O marido já estava preocupado e um pouco arrependido
de tê-la trazido.
O que o consolava é que Raimundo, um dos membros de
sua expedição, caboclo alto, forte como um touro, também não saía do banheiro,
vomitando qual criança de colo. Aparentava estar em pior estado que Maria
Teresa, as feições do rosto contorcidas, a cor verde como a grama de um jardim.
Os outros homens do pessoal de Faustino nada sentiram,
parece que já estavam acostumados com o mar. Na verdade, Venâncio e Mário, além
de Pedro e Zeferino, em Fortaleza, costumavam enfrentar o mar aberto em
pequenas jangadas, na pesca da lagosta ou camarão.
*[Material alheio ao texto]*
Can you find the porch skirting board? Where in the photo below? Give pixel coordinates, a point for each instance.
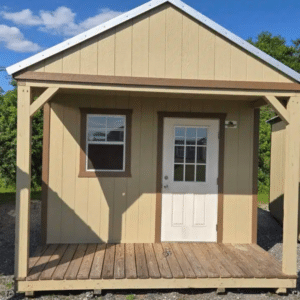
(91, 284)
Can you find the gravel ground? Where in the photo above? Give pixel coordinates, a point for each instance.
(269, 238)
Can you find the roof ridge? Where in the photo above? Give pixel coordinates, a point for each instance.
(140, 10)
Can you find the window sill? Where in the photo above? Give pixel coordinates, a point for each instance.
(85, 174)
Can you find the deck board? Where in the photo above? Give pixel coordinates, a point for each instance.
(53, 262)
(40, 265)
(130, 266)
(85, 268)
(96, 269)
(109, 262)
(141, 264)
(75, 264)
(157, 261)
(61, 269)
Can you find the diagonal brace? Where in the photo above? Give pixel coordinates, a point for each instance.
(44, 98)
(279, 108)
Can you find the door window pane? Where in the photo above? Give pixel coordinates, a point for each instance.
(190, 154)
(200, 173)
(179, 154)
(201, 155)
(178, 173)
(189, 173)
(190, 136)
(180, 131)
(190, 150)
(201, 136)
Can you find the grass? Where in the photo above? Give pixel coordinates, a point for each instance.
(9, 195)
(263, 198)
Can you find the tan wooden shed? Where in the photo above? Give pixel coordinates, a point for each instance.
(150, 156)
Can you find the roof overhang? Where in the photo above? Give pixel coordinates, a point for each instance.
(138, 11)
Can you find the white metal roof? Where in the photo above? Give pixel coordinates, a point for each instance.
(138, 11)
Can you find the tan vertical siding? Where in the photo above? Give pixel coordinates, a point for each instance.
(173, 43)
(157, 42)
(106, 53)
(123, 209)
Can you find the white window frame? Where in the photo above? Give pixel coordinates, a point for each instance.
(87, 142)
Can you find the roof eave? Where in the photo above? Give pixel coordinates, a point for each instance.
(140, 10)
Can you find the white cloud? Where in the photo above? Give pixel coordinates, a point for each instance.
(24, 17)
(13, 39)
(61, 21)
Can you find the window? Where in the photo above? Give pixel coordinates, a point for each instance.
(190, 154)
(105, 143)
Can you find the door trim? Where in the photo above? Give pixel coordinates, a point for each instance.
(160, 132)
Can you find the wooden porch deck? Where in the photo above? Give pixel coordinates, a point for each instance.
(150, 266)
(161, 260)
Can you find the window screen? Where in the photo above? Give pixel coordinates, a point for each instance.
(105, 144)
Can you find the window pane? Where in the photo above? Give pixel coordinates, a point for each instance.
(115, 122)
(179, 131)
(96, 135)
(189, 173)
(200, 173)
(201, 136)
(178, 173)
(105, 157)
(190, 154)
(96, 121)
(201, 155)
(179, 154)
(115, 136)
(190, 136)
(179, 140)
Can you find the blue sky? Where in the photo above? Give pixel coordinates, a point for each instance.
(27, 27)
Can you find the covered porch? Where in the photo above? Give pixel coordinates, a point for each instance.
(157, 265)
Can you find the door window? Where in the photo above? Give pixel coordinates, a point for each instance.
(190, 145)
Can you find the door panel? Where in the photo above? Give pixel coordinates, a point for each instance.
(190, 172)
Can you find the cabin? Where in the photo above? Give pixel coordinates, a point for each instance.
(150, 157)
(277, 171)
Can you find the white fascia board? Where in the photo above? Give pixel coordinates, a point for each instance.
(140, 10)
(83, 36)
(237, 40)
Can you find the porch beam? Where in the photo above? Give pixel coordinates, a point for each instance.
(160, 89)
(259, 103)
(279, 108)
(291, 188)
(23, 182)
(42, 99)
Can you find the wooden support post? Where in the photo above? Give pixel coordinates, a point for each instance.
(291, 188)
(23, 182)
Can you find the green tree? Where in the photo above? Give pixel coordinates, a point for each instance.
(8, 140)
(276, 47)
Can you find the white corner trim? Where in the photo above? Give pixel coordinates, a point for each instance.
(140, 10)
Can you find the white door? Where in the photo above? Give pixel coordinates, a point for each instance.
(189, 181)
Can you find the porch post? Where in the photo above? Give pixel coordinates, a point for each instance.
(23, 182)
(291, 188)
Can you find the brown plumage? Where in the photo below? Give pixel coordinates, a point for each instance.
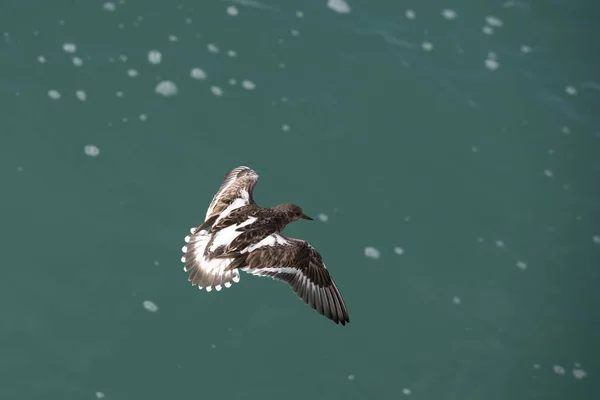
(244, 236)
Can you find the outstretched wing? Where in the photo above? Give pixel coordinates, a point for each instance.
(235, 192)
(299, 265)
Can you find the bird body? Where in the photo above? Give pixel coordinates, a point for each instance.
(239, 235)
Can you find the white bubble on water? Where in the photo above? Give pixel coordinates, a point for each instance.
(54, 94)
(109, 6)
(248, 85)
(166, 88)
(154, 57)
(150, 306)
(372, 252)
(197, 73)
(493, 21)
(233, 11)
(570, 90)
(559, 370)
(491, 64)
(91, 150)
(81, 96)
(339, 6)
(69, 47)
(449, 14)
(579, 373)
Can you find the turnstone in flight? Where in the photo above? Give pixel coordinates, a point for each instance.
(238, 235)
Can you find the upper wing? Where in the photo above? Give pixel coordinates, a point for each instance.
(235, 192)
(299, 265)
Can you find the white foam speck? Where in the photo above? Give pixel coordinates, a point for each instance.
(570, 90)
(493, 21)
(80, 94)
(154, 57)
(249, 85)
(449, 14)
(54, 94)
(522, 265)
(491, 64)
(372, 252)
(198, 73)
(150, 306)
(91, 150)
(339, 6)
(233, 11)
(525, 49)
(579, 373)
(69, 47)
(109, 6)
(558, 370)
(166, 88)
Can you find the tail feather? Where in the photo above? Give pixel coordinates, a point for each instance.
(206, 273)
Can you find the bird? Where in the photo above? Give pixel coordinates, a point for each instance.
(238, 235)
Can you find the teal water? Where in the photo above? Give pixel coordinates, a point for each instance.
(449, 153)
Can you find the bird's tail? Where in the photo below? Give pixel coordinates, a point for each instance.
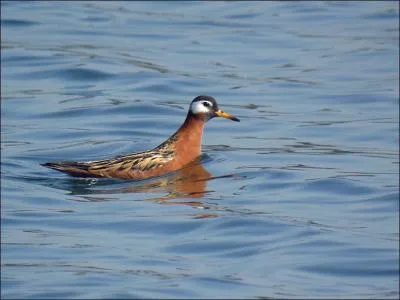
(75, 169)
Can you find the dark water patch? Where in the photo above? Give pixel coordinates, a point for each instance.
(18, 23)
(338, 187)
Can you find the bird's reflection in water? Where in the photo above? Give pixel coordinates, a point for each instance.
(189, 182)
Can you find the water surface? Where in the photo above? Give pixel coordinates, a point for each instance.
(298, 200)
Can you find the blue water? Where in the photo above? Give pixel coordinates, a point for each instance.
(298, 200)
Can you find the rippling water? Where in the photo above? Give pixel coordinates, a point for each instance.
(300, 199)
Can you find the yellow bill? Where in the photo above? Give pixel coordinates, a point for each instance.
(220, 113)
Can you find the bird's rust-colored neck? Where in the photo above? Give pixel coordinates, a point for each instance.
(188, 144)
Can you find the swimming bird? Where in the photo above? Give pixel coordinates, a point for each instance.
(181, 148)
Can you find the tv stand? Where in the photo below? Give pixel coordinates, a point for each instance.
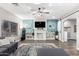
(40, 34)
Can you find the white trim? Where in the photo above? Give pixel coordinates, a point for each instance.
(77, 48)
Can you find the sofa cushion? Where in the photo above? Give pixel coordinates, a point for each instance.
(4, 42)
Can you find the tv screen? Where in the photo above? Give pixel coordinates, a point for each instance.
(39, 24)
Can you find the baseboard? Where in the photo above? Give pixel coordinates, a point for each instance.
(77, 48)
(61, 40)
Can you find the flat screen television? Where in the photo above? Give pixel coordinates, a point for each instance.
(39, 24)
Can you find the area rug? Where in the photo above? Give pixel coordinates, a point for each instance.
(38, 50)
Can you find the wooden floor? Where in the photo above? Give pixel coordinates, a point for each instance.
(69, 47)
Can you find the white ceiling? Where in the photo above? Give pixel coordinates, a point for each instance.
(57, 10)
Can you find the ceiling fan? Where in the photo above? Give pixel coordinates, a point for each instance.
(41, 11)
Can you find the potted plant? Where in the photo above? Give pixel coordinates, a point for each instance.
(56, 35)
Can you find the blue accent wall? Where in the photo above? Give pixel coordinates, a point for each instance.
(52, 25)
(29, 25)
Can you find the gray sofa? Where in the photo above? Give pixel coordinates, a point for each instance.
(6, 50)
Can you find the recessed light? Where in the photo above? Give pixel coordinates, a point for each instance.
(16, 4)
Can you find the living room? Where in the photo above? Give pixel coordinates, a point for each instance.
(28, 27)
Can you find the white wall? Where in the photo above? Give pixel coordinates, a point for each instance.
(74, 16)
(5, 15)
(71, 33)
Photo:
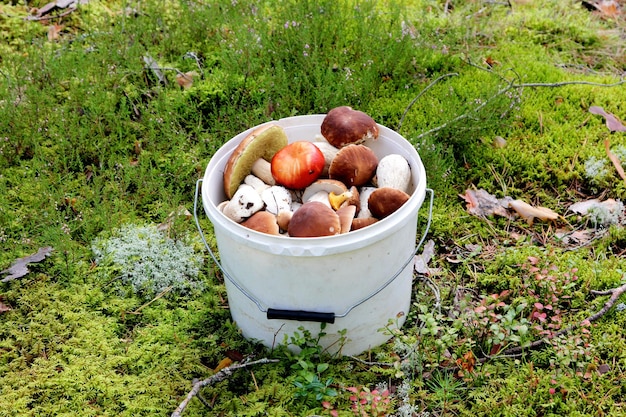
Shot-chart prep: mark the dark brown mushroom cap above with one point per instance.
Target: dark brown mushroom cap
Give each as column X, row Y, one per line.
column 354, row 165
column 314, row 219
column 262, row 221
column 344, row 125
column 385, row 201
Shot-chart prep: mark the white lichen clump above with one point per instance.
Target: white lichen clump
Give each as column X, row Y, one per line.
column 149, row 261
column 596, row 169
column 606, row 215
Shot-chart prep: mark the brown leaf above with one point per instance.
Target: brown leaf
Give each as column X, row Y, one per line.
column 530, row 213
column 19, row 268
column 616, row 162
column 612, row 122
column 608, row 8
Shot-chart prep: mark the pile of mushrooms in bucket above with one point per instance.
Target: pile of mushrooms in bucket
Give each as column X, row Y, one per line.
column 332, row 185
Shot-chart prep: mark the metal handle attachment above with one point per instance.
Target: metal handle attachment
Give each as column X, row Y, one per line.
column 299, row 315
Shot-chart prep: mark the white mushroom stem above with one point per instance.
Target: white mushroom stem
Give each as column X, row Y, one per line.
column 263, row 169
column 336, row 200
column 364, row 196
column 276, row 199
column 244, row 204
column 394, row 171
column 256, row 183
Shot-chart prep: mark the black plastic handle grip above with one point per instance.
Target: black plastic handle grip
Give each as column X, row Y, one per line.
column 299, row 315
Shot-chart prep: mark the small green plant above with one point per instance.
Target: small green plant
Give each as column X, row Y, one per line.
column 309, row 366
column 149, row 261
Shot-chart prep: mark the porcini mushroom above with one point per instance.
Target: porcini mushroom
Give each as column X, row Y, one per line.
column 262, row 142
column 394, row 171
column 314, row 219
column 262, row 221
column 344, row 125
column 353, row 165
column 276, row 198
column 346, row 216
column 385, row 201
column 326, row 185
column 245, row 202
column 329, row 152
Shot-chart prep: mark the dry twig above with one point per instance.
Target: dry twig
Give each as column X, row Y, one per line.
column 615, row 294
column 220, row 376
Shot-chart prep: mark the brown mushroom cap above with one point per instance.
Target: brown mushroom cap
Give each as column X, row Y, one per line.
column 346, row 216
column 385, row 201
column 262, row 221
column 344, row 125
column 262, row 142
column 354, row 165
column 314, row 219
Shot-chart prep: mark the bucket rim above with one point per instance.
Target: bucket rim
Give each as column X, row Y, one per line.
column 313, row 246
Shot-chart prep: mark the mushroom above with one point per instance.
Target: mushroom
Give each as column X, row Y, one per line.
column 364, row 196
column 354, row 199
column 346, row 216
column 394, row 171
column 262, row 221
column 337, row 200
column 321, row 197
column 314, row 219
column 262, row 142
column 326, row 185
column 256, row 183
column 361, row 222
column 263, row 169
column 329, row 152
column 385, row 201
column 283, row 218
column 353, row 165
column 244, row 204
column 276, row 198
column 344, row 125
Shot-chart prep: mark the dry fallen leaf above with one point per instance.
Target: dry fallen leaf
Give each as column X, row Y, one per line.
column 530, row 213
column 19, row 268
column 612, row 122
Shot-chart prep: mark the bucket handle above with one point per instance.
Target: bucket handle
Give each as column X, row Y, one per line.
column 300, row 315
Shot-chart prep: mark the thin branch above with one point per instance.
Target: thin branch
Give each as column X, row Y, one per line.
column 511, row 85
column 220, row 376
column 615, row 293
column 428, row 87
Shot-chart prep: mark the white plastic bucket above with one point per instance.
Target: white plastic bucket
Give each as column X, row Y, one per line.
column 355, row 282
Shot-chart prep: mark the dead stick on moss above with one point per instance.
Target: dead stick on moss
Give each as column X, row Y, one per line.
column 615, row 293
column 220, row 376
column 428, row 87
column 511, row 86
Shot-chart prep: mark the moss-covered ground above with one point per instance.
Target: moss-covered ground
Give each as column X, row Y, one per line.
column 93, row 139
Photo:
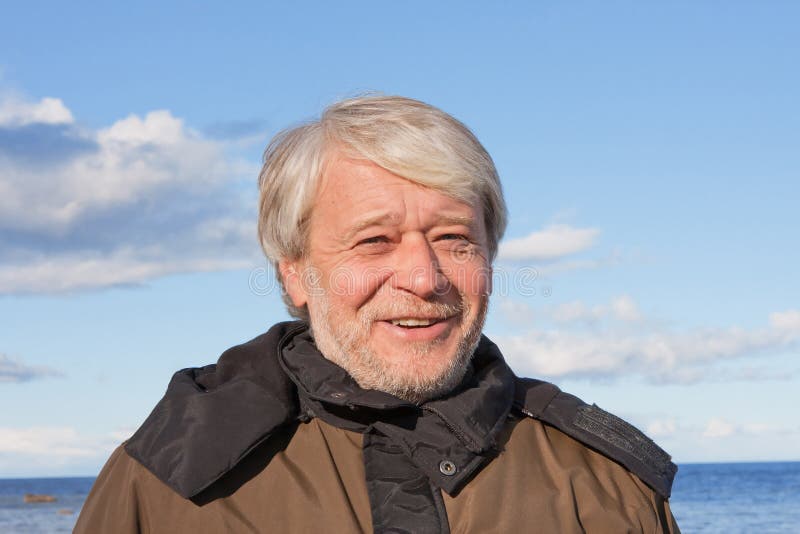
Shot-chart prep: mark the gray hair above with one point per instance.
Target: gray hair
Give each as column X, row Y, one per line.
column 409, row 138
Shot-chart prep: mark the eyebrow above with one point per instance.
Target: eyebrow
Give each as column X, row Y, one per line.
column 382, row 219
column 385, row 219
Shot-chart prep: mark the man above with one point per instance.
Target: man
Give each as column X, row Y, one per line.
column 390, row 412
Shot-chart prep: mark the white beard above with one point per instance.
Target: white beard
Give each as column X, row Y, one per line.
column 411, row 376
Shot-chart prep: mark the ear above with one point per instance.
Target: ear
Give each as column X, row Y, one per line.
column 291, row 274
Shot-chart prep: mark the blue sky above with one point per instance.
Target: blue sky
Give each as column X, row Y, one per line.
column 649, row 155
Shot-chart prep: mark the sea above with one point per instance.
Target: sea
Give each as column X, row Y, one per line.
column 728, row 498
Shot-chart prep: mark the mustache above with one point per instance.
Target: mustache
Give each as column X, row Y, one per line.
column 400, row 307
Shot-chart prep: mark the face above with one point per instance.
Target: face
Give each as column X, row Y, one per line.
column 396, row 280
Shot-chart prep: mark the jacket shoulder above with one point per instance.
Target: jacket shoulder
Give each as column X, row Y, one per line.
column 599, row 430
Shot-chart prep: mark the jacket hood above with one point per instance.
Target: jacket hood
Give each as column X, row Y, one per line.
column 211, row 417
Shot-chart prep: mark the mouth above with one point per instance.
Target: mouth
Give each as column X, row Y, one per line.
column 415, row 322
column 418, row 329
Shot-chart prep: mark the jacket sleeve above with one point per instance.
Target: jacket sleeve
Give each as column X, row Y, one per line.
column 113, row 503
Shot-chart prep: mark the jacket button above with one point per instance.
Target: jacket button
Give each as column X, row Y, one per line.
column 446, row 467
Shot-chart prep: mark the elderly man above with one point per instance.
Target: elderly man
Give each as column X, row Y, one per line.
column 383, row 409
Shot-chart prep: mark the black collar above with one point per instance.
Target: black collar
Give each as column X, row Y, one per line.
column 460, row 428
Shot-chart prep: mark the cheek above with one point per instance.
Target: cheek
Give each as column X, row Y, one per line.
column 471, row 279
column 352, row 285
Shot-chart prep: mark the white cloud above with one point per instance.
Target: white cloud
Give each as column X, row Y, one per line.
column 15, row 111
column 553, row 242
column 142, row 198
column 620, row 308
column 718, row 428
column 55, row 450
column 63, row 442
column 561, row 346
column 12, row 370
column 660, row 428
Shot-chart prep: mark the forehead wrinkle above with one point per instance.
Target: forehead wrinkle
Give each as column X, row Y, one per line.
column 381, row 219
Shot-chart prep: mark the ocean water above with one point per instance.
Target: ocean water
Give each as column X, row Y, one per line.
column 761, row 498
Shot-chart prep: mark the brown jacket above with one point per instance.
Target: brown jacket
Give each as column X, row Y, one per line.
column 341, row 468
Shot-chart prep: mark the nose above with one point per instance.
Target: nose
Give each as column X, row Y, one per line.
column 417, row 269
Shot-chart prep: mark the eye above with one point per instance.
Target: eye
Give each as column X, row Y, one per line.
column 374, row 240
column 453, row 237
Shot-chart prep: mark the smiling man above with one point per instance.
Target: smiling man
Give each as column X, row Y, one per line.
column 383, row 409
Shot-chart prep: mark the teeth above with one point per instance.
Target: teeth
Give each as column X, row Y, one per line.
column 412, row 322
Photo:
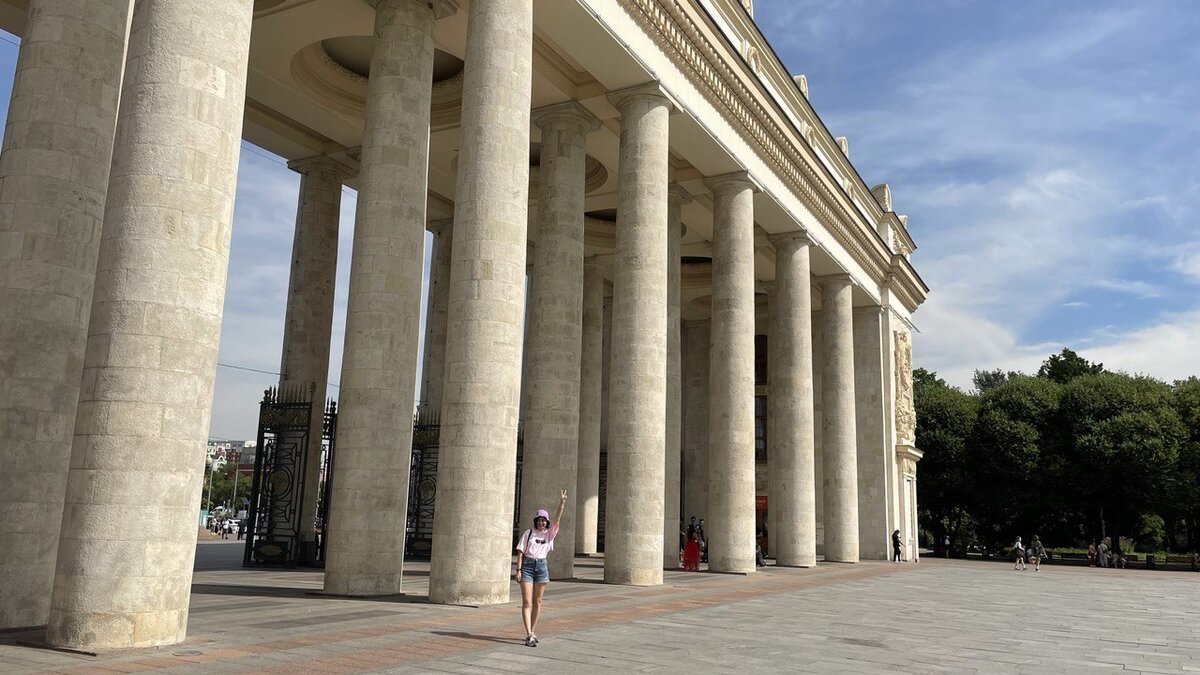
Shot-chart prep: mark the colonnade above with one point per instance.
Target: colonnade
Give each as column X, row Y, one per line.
column 155, row 316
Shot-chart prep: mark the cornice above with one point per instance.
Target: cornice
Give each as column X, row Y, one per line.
column 669, row 23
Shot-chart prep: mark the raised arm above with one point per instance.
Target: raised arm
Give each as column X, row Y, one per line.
column 562, row 505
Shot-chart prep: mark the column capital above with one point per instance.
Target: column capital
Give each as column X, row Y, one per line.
column 442, row 9
column 834, row 280
column 653, row 90
column 869, row 309
column 568, row 113
column 798, row 239
column 733, row 180
column 321, row 162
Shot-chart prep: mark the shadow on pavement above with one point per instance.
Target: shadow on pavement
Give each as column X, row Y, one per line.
column 480, row 638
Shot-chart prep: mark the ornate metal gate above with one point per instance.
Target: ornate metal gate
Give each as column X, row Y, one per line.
column 421, row 487
column 276, row 503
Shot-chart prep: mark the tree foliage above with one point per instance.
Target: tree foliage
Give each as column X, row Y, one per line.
column 1067, row 365
column 1072, row 454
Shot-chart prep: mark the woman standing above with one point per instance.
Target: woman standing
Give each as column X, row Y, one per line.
column 532, row 572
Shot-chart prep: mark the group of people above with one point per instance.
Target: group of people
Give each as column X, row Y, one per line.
column 1033, row 554
column 226, row 526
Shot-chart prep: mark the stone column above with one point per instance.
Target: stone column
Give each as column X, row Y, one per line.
column 472, row 561
column 309, row 323
column 58, row 147
column 365, row 554
column 676, row 198
column 695, row 338
column 587, row 488
column 556, row 323
column 637, row 378
column 606, row 363
column 793, row 490
column 433, row 369
column 874, row 451
column 731, row 470
column 147, row 390
column 773, row 444
column 840, row 465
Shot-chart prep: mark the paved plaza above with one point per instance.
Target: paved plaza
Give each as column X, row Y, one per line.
column 943, row 616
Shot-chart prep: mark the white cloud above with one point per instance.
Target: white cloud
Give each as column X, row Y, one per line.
column 1168, row 350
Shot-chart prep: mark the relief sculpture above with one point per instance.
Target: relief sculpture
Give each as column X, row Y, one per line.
column 906, row 417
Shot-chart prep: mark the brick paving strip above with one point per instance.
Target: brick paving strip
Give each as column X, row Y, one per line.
column 435, row 632
column 939, row 616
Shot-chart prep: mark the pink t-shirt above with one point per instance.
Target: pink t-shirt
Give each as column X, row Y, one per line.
column 538, row 543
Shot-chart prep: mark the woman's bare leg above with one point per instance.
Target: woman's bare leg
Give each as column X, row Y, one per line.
column 538, row 591
column 527, row 605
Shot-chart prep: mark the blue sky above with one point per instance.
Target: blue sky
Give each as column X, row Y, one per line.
column 1045, row 154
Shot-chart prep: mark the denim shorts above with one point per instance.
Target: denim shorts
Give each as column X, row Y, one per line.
column 534, row 569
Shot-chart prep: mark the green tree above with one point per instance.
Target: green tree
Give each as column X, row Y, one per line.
column 1186, row 475
column 1067, row 365
column 945, row 418
column 1014, row 454
column 1125, row 435
column 985, row 380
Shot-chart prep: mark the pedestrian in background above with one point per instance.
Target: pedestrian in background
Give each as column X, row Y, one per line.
column 1018, row 555
column 691, row 550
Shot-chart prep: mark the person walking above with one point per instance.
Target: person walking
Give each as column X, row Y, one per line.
column 1018, row 555
column 691, row 550
column 532, row 572
column 1037, row 553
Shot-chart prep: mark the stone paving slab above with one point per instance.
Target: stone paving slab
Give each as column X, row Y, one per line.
column 935, row 616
– O estômago desses aí já está acostumado com o balanço
do mar – comentou o capitão com Faustino, tirando baforadas do cachimbo
pendurado na boca.
– É verdade – concordou Faustino, fumando também ele
um cigarro de palha, em pé junto à amurada do convés, ao lado do capitão. –
Pedro, então, pode até beber chumbo derretido que não sente nada – brincou,
olhando para o horizonte à sua frente, para a imensidão do mar.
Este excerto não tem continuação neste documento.